Laura Kneidl zählt seit Jahren zu meinen absoluten Lieblingsautorinnen, weshalb für mich von Anfang an feststand, dass ich auch dieses Buch lesen würde. Ich hatte schon lange kein Fantasybuch mehr von ihr gelesen, weshalb ich mich auf dieses Buch besonders gefreut hatte, zumal ich Edinburgh als Setting und die Idee von Archiven mit magischen Objekten sehr spannend fand.
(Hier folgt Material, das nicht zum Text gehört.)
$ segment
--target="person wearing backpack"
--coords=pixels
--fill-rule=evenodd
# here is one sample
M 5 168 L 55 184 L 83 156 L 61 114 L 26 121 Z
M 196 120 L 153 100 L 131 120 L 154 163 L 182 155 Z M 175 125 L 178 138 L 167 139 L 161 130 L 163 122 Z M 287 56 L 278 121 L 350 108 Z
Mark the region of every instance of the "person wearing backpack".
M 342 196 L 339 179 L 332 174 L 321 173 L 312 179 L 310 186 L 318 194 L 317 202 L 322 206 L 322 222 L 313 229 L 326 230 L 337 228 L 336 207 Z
Das Buch beginnt in meinen Augen unheimlich gut. Ich war sofort in der Geschichte gefangen und mochte die düstere und gleichzeitig sehr mystische Atmosphäre sehr gerne. Anfangs begleitet man Fallon, unsere Protagonistin durch ihren Alltag und erfährt mehr von ihrer Aufgabe als Archivarin. Doch relativ schnell lernt man Reed, den männlichen Protagonisten, kennen und die beiden treffen immer häufiger aufeinander. Ihr Kennenlernen hat mir gut gefallen und ich habe mit den beiden mitgefiebert, bis eine gewisse Szene eintrifft, die mir viel zu früh und plötzlich erschien.

Ab da nahm für mich der Spannungsbogen immens ab. Ich hatte plötzlich Probleme weiterzulesen und die Geschichte plätscherte für einige Kapitel nur vor sich hin. Auch konnte ich plötzlich Reed nicht mehr wirklich einschätzen, was hier wahrscheinlich auch die Intention war, nur wurde er in meinen Augen immer blasser. Letztendlich hatte ich mich entschieden, das Buch wegzulegen, da ich einfach nicht mehr in die Geschichte hineingekommen bin.

Nach ein paar Wochen habe ich dann wieder dazu gegriffen und ich glaube, dass mir die Pause ganz gutgetan hatte. Ich war wahrscheinlich wirklich mit falschen Erwartungen an das Buch herangegangen und nun ohne gewisse Erwartungen neu in das Buch zu starten hat unglaublich geholfen und das Leseerlebnis verbessert.

Die Geschichte nahm dann auch wieder an Spannung auf und ich konnte mich immer mehr mit den Charakteren anfreunden, besonders mit Jess. Nach der Pause habe ich das Buch auch ziemlich schnell beendet und musste feststellen, dass es mir doch ganz gut gefallen hat, auch wenn es trotzdem für mich das schwächste Buch von Laura ist, aber das liegt auch daran, dass all ihre Bücher bisher wunderbar waren und die Messlatte einfach extrem hoch ist.

Nach anfänglichen Schwierigkeiten konnte ich mich doch immer mehr mit "Das Flüstern der Magie" anfreunden und vergebe hier 4/5 Sternen.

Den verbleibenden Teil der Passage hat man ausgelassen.